Department of Biostatistics, University of North Carolina at Chapel Hill, Chapel Hill, North Carolina, United States of America.
PLoS Genet. 2021 Mar 8;17(3):e1009398. doi: 10.1371/journal.pgen.1009398. eCollection 2021 Mar.
Traditional predictive models for transcriptome-wide association studies (TWAS) consider only single nucleotide polymorphisms (SNPs) local to genes of interest and perform parameter shrinkage with a regularization process. These approaches ignore the effect of distal-SNPs or other molecular effects underlying the SNP-gene association. Here, we outline multi-omics strategies for transcriptome imputation from germline genetics to allow more powerful testing of gene-trait associations by prioritizing distal-SNPs to the gene of interest. In one extension, we identify mediating biomarkers (CpG sites, microRNAs, and transcription factors) highly associated with gene expression and train predictive models for these mediators using their local SNPs. Imputed values for mediators are then incorporated into the final predictive model of gene expression, along with local SNPs. In the second extension, we assess distal-eQTLs (SNPs associated with genes not in a local window around it) for their mediation effect through mediating biomarkers local to these distal-eSNPs. Distal-eSNPs with large indirect mediation effects are then included in the transcriptomic prediction model with the local SNPs around the gene of interest. Using simulations and real data from ROS/MAP brain tissue and TCGA breast tumors, we show considerable gains of percent variance explained (1-2% additive increase) of gene expression and TWAS power to detect gene-trait associations. This integrative approach to transcriptome-wide imputation and association studies aids in identifying the complex interactions underlying genetic regulation within a tissue and important risk genes for various traits and disorders.

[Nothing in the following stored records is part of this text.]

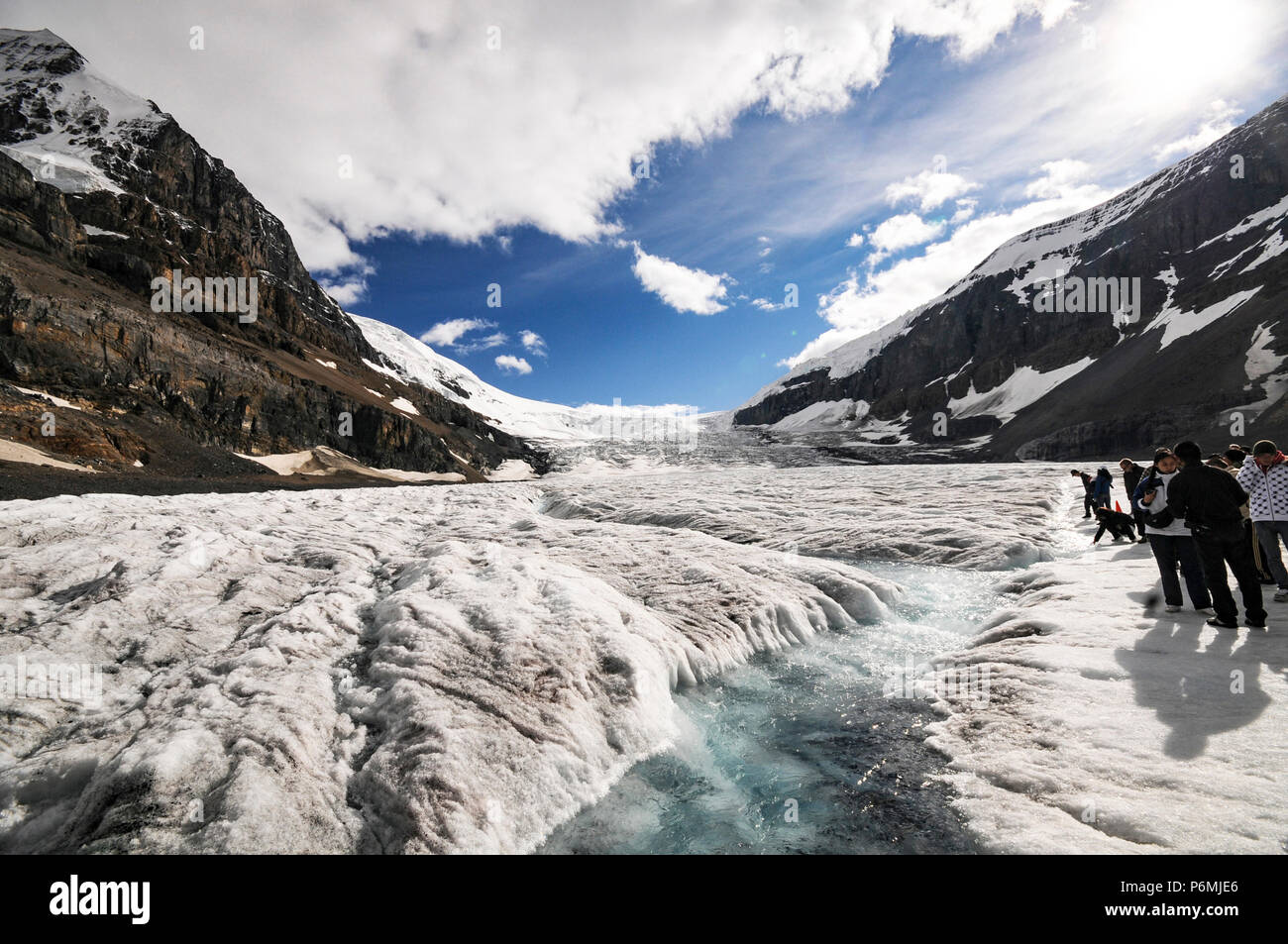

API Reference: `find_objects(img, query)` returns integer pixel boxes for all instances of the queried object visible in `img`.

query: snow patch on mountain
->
[1145,284,1262,351]
[948,357,1095,424]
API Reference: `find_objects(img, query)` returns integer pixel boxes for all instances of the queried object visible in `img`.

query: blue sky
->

传统的转录组全关联研究(TWAS)预测模型仅考虑到基因内的单核苷酸多态性(SNPs),并通过正则化过程进行参数收缩。这些方法忽略了 SNP 与基因关联的远端 SNPs 或其他分子效应的影响。在这里,我们概述了从种系遗传学进行转录组内插的多组学策略,通过优先考虑与感兴趣基因相关的远端 SNPs,从而更有力地测试基因-性状关联。在一个扩展中,我们确定了与基因表达高度相关的中介生物标志物(CpG 位点、microRNAs 和转录因子),并使用它们的局部 SNPs 对这些中介物进行预测模型训练。然后,将中介物的内插值与局部 SNPs 一起纳入基因表达的最终预测模型中。在第二个扩展中,我们评估了远端 eQTL(与基因不在其附近局部窗口中的基因相关的 SNPs)通过局部到这些远端 eSNP 的中介生物标志物的中介效应。具有较大间接中介效应的远端 eSNP 随后与感兴趣基因周围的局部 SNPs 一起纳入转录组预测模型中。使用模拟和来自 ROS/MAP 脑组织和 TCGA 乳腺癌的真实数据,我们显示了基因表达和 TWAS 检测基因-性状关联的能力有了相当大的提高(解释的百分比方差增加 1-2%)。这种转录组全关联研究的综合方法有助于识别组织内遗传调控的复杂相互作用以及各种性状和疾病的重要风险基因。